What is the latest science telling us about climate change?
The Hindu
2024's record-breaking temperatures increase pressure on policymakers to address climate change as scientists warn of faster-than-expected global warming impacts.
After another record-breaking year for global temperatures in 2024, pressure is rising on policymakers to step up efforts to curb climate change. The last global scientific consensus on the phenomenon was released in 2021 through the Intergovernmental Panel on Climate Change, but scientists say evidence shows global warming and its impacts have since been unfolding faster than expected.
Here is some of the latest climate research.
The world may already have hit 1.5 degrees C of warming above the average pre-industrial temperature - a critical threshold beyond which it is at risk of irreversible and extreme climate change, scientists say.
A group of researchers made the suggestion in a study released in November based on an analysis of 2,000 years of atmospheric gases trapped in Antarctic ice cores.
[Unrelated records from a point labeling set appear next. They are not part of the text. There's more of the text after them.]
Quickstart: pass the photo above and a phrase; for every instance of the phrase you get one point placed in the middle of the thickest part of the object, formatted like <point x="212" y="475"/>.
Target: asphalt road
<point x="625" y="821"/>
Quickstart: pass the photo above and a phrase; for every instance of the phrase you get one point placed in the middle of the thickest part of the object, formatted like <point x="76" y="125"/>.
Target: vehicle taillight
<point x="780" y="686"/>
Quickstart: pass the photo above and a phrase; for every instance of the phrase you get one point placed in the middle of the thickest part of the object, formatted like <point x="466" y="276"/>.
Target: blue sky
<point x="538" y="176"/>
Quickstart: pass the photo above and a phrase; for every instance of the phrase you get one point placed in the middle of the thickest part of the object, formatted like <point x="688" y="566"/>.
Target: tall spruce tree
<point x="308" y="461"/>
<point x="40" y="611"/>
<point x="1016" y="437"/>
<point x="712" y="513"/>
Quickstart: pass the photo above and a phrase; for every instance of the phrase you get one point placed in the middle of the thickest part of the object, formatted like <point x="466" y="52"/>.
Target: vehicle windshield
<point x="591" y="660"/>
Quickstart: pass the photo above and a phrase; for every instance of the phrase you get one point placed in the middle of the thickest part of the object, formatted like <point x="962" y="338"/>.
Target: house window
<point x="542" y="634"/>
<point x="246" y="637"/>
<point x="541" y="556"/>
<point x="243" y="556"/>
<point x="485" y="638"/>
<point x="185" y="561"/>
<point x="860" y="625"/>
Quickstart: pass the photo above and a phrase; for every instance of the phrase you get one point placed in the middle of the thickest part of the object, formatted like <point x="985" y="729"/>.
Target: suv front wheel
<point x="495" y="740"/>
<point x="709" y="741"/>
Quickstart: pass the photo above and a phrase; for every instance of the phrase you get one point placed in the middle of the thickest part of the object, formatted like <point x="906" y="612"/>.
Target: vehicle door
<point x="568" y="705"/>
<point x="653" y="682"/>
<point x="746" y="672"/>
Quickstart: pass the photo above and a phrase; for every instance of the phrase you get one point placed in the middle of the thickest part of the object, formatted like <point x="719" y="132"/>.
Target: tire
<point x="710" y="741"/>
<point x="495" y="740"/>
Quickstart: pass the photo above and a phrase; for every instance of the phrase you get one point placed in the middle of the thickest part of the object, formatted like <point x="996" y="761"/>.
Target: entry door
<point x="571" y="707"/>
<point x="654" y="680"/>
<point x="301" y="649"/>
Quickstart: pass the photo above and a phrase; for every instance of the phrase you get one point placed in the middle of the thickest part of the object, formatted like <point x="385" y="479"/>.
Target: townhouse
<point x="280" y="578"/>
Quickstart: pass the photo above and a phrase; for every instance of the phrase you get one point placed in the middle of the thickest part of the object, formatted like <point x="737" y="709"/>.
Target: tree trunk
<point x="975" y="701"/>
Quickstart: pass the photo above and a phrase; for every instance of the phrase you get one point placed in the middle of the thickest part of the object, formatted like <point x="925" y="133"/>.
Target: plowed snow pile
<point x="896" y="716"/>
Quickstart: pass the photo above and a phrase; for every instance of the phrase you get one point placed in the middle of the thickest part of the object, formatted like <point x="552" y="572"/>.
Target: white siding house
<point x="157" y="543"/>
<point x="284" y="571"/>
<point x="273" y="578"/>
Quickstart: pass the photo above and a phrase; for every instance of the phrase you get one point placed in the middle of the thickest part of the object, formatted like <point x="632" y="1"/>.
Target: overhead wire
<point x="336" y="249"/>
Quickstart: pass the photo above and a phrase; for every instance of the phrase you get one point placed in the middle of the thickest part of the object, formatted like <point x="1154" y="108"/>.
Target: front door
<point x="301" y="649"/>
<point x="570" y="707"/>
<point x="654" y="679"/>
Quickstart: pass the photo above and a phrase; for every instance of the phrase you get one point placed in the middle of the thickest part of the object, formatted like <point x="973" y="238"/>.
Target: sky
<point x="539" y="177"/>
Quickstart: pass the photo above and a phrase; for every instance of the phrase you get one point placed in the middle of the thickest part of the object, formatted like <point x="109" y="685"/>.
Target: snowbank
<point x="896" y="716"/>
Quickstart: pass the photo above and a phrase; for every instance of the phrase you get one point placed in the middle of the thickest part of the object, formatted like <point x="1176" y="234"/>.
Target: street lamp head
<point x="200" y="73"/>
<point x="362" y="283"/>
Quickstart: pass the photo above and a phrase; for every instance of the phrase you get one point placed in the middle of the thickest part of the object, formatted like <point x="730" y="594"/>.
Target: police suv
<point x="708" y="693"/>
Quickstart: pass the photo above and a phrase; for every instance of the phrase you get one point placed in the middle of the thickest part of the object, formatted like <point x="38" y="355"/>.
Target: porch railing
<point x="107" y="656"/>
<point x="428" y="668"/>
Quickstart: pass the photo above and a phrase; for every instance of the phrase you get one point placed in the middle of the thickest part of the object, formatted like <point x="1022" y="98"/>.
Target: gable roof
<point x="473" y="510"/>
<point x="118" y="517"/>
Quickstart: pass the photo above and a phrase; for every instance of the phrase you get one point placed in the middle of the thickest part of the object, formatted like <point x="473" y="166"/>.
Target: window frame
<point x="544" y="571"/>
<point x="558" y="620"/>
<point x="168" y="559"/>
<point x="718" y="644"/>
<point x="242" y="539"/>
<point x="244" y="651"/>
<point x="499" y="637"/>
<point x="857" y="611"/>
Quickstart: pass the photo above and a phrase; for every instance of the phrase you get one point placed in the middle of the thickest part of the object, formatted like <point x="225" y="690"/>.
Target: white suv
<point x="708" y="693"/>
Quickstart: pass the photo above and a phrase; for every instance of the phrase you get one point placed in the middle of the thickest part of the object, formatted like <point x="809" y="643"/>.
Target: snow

Scientists have typically measured today's temperatures against a baseline temperature average for 1850-1900. By that measure, the world is now at nearly 1.3 C (2.4 F) of warming.
But the new data suggests a longer pre-industrial baseline, based on temperature data spanning the year 13 to 1700, which put warming at 1.49 C in 2023, the study published in the journal Nature Geoscience said.
The warming of the Atlantic could hasten the collapse of a key current system, which scientists warn could already be sputtering.